This week, we’ll take a closer look at the potential range of SOA appliances that might come in useful for organizations implementing SOA, as well as contemplate why some organizations might want to consider SOA appliances. Let’s start by taking a closer look at the types of specialized HW that can be helpful for processing in a SOA environment.

The first type of device, and the one that’s been around the longest, is the category of XML accelerators. XML accelerators are dedicated devices that offload XML processing. For example, you could have XML messages flowing through a network and you might want to make sure they’re validated against a schema. Using an XML accelerator can be more economical than a traditional server for that type of requirement. Another scenario where XML accelerators can help would be if you’re using XSLT or trying to convert XML into HTML for a portal application, for example. XML accelerators are also applicable for compressing XML, format conversion and parsing. XML accelerators basically sit as proxies between the requestors and senders of messages, and as the messages flow through, the schema validation, compression or other XML-related function takes place.
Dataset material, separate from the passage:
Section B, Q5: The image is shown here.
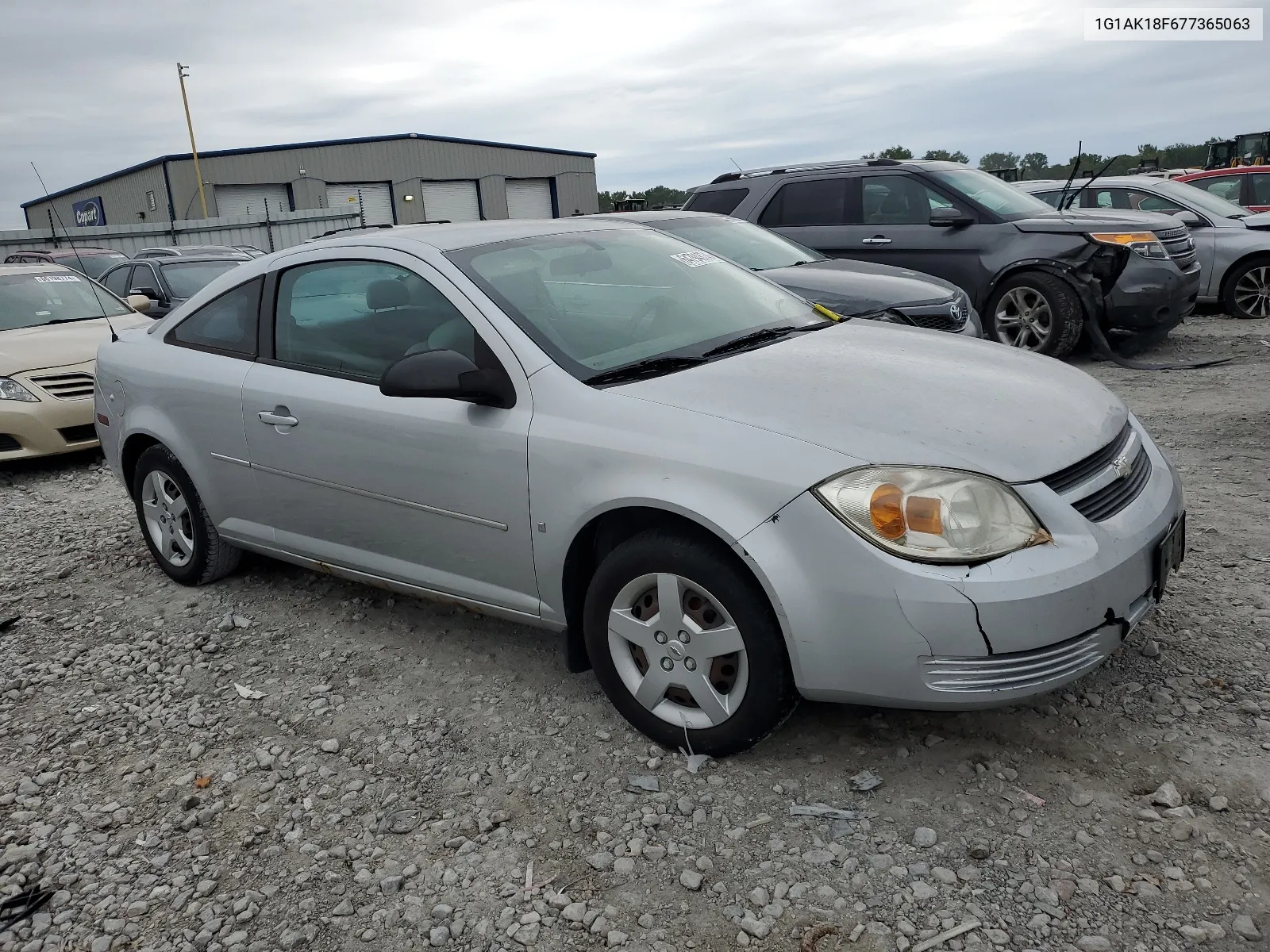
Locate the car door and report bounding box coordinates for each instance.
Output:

A second category of SOA appliances is the XML router category. XML routers are focused on high speed content-based routing, whether it’s routing proprietary protocols or XPATH or other standards. XML routers enable the routing the delivery that’s independent of producers or consumers and operates at the message layer, for example—for every purchase order over $50,000, route this message to server A, otherwise, route to Server b. Organizations should consider XML routers when there’s a need for message enrichment, such as adding specialized headers or time stamps or adding the route that the message took to get to the final destination.
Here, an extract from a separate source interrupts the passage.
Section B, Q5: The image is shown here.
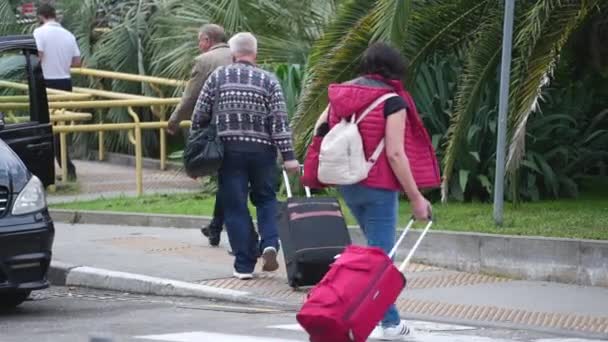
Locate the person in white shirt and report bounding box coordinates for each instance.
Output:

The next category of devices to consider is XML security gateways or XML firewalls. Because organizations are now starting to use this new layer of XML connectivity to communicate and exchange message with organizations or individuals outside the corporate IT boundaries, there’s actually a need for new types of threat protection and new security capabilities provided by XML security gateways. Using a hardware device such as an XML security gateway to enforce security policies can be particularly helpful, since it can be in a separate domain, and controlled by a separate group, such as a security group. It can also provide a greater level of performance and do more security checks without compromising the end-to-end SOA performance.